Una noche, al volver Ramiro a casa encontró al viejo del caserío muerto.
Al día siguiente, un hombre vino con una caja atravesada sobre un caballo, metieron allí al viejo, y entre los dos hijos y los amigos lo llevaron al pueblo a enterrarle.
Por la tarde, en el caserío hubo la comida de funerales; en una sartén echaron una gran cantidad de tocino hasta liquidarlo por completo, y hecho esto pusieron la sartén en un poyo, formaron los hombres un círculo alrededor y fueron mojando sucesivamente en la grasa pedazos calientes de borona.
Concluida la comida, se fueron marchando los invitados y los hijos y no quedó en la cocina de la casa más que la vieja. Ramiro, mejor que allí, prefirió dormir en el campo y salió de casa.
Hacía una noche de otoño húmeda y templada; la recordaba don Ramiro profundamente, con sus sentidos; veía las nubes que corrían atropelladamente en pelotones opacos; le parecía sentir la frescura dulce del viento que murmuraba entre los árboles y contemplaba la claridad de la luna que atravesaba el follaje y daba un aspecto fantástico a los troncos caídos en el monte.

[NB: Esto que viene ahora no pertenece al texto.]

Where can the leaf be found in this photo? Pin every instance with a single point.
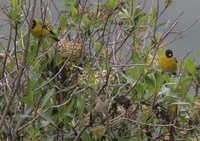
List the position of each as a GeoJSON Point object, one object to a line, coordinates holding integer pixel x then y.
{"type": "Point", "coordinates": [180, 103]}
{"type": "Point", "coordinates": [150, 82]}
{"type": "Point", "coordinates": [190, 65]}
{"type": "Point", "coordinates": [47, 97]}
{"type": "Point", "coordinates": [28, 99]}
{"type": "Point", "coordinates": [98, 131]}
{"type": "Point", "coordinates": [86, 136]}
{"type": "Point", "coordinates": [63, 21]}
{"type": "Point", "coordinates": [81, 105]}
{"type": "Point", "coordinates": [46, 117]}
{"type": "Point", "coordinates": [86, 20]}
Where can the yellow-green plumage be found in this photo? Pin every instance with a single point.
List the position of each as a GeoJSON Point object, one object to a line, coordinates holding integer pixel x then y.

Era la primera vez que Ramiro había pensado en su vida, en su porvenir, aunque de una manera vaga.
A la revuelta de un camino se halló de improviso frente a una casa. Escapaba la luz por los intersticios de la puerta del granero. Impulsado por la curiosidad, el muchacho subió una rampa que había para llegar al granero y miró por las rendijas de la puerta.
En un local extenso, a la luz de unos candiles que humeaban, unos hombres y mujeres habían formado un corro alrededor de un gran montón de mazorcas de maíz, a las que despojaban de sus cubiertas.
Habían debido de terminar el trabajo, porque al cabo de poco tiempo se levantaron todos y fueron amontonando las mazorcas en un lado y las hojas en otro por los rincones.
Cuando se despejó el granero, uno de los mozos cogió un acordeón, y en el silencio de la noche comenzaron a sonar las notas del instrumento, primero confusas y atropelladas, luego con un aire de gaita. Otro de los mozos se levantó e invitó a bailar a una muchacha, fresca y rozagante; ella, después de hacerse la remilgada, se plantó frente a él, un viejo marcó el compás, dando con su pipa de barro en un vaso, y comenzó el baile que se fue haciendo más general.
Pasaban ellos y ellas de la luz a la sombra; se oía acompasado el castañeteo de los dedos, las fuertes pisadas de los mocetones que hacían estremecer el pavimento, chillidos agudos de mujer y de vez en cuando algún irrintzi, grito de salvaje alegría, y la risa zumbona de algún viejo que a la mitad se transformaba en una tos pertinaz…
Ramiro sentía una enorme tristeza; al alejarse de allí, una voz de mujer cantaba subrayando una canción en vascuence que aún Ramiro recordaba, una canción en la cual el poeta campesino acusa a una muchacha de saber bailar mejor que escardar el maíz.
Los demás acompañaban el canto dando palmadas y repetían a cada estrofa, el estribillo de la canción:
Ai ene, nik ere nahi nuke
Ai ene, zuk nahi bazenuke.
Estribillo que tenía entonaciones cariñosas, sensuales, productoras de nostalgia de amor en boca de aquellas muchachas garridas y fuertes.
Dejó Ramiro de mirar el granero y dio la vuelta al caserío.
En otra vivienda había una ventana iluminada. Se acercó y oyó vagamente el cántico de una madre que dormía a su hijo; Ramiro, entonces, sintió los ojos arrasados en lágrimas y se alejó de allí; se tiró al suelo entre los húmedos helechos, y con la cara oculta entre las manos, lloró largo tiempo, amargamente…
Nunca después había sentido una emoción tan grande como la de aquella noche. Ante su recuerda de niño, palidecían y se borraban todos los de su vida de hombre.